Pretending it was always about some metric you just decided was important is moving the goalpost. It's not compelling.
I think it makes more sense that it's Freemium Dominance or they act as Low-Cost Marketing tools.
A harness(notice the lack of a 'd') is a strap system to gain control over something.
Like the thing people attach a dog lead to so that their kids won't just go kamikaze into a car.
Coding harnesses are named by analogy to that.
They are not hard.
The reason I have a dog harness is to distributes weight so I don't choke her when she goes at the other dog that she doesn't like. I'm actually puzzling over kids kamikazeing into cars
It's actually only a problem if it's the other way around, isn't it?
If kids run into a car, they will most probably just bounce and continue, perhaps inflicting some minor damage. But if a car mows down a kid, that could well be a fatal injury. Leashes for all the cars! ;)
1 reply →
It is a common fear for parents. Obviously they are not fighting for the emperor but chasing or running away from something.
The strapped kids are often normal with no apparent disabilities(but it is possible they have an ADHD diagnosis).
Never thought about doing it to my own.
You got to miss spell these days or people assume your ai :)
That's very punnyy
Its like yuo're on fire!
Try Kimi in Kimi CLI and Claude Code and try saying that again. Kimi quickly collapses into tool calling loops without measures in their CLI but not in Claude Code and is largely useless for any long running tasks in harnesses not taking this into account.

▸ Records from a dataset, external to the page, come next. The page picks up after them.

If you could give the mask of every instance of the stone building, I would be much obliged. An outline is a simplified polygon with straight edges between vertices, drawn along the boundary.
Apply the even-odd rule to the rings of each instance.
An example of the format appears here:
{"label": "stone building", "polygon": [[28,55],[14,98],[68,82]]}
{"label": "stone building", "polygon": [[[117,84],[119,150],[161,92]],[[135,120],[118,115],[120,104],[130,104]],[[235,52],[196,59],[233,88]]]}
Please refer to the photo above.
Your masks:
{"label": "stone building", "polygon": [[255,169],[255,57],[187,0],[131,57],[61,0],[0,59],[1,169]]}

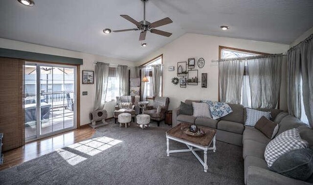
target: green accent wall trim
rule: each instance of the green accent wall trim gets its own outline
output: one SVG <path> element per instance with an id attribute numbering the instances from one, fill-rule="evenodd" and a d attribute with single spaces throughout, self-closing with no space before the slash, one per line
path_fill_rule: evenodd
<path id="1" fill-rule="evenodd" d="M 0 48 L 0 57 L 71 64 L 83 64 L 83 59 Z"/>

With those measures (which are actually quite interesting) it can at times perform at Sonnet level.
I would disagree here.
Building a good and working coding harness with smaller models is really hard. Everything evolves around the limited context size.
Tools must be specification driven to reduce noise and high temp hallucinations, tool call shrinking needs to remove errors and tryouts of different formats of parameters (because LLMs always ignore descriptions in the JSON...), and you have to deal with long running agents because you can't afford them. Planner/orchestrator architecture, agent to agent communication need to be summarized, and then you have the messed up scheduling parts, because you need to prioritize short running agents and give the planner a tool to wait for outputs of spawned contractor agents.
And that's not even talking about sandbox vs playground read/write/access policies of tools.
Harness engineering, if done correctly, is quite hard.
And all of this works 60% of the time, every time.
Anyways, that was somewhat the summary of the last 6 months building my exocomp agentic environment. And it's still not satisfying to work with.
In my limited experience, the smaller the model, the bigger the harness. Where with something like claude or deepseek the context size etc just let's you give it bash access and step back; small models tends to do better with simple action - response , new context each call. Context management becomes a continuous activity. Its a fun space , and I have found big models decent at building and improving these harnesses for the small ones. Using /loop and just run a continuous test - build - test loop.
Your reply doesn't answer the question: What is their motivation for any of it?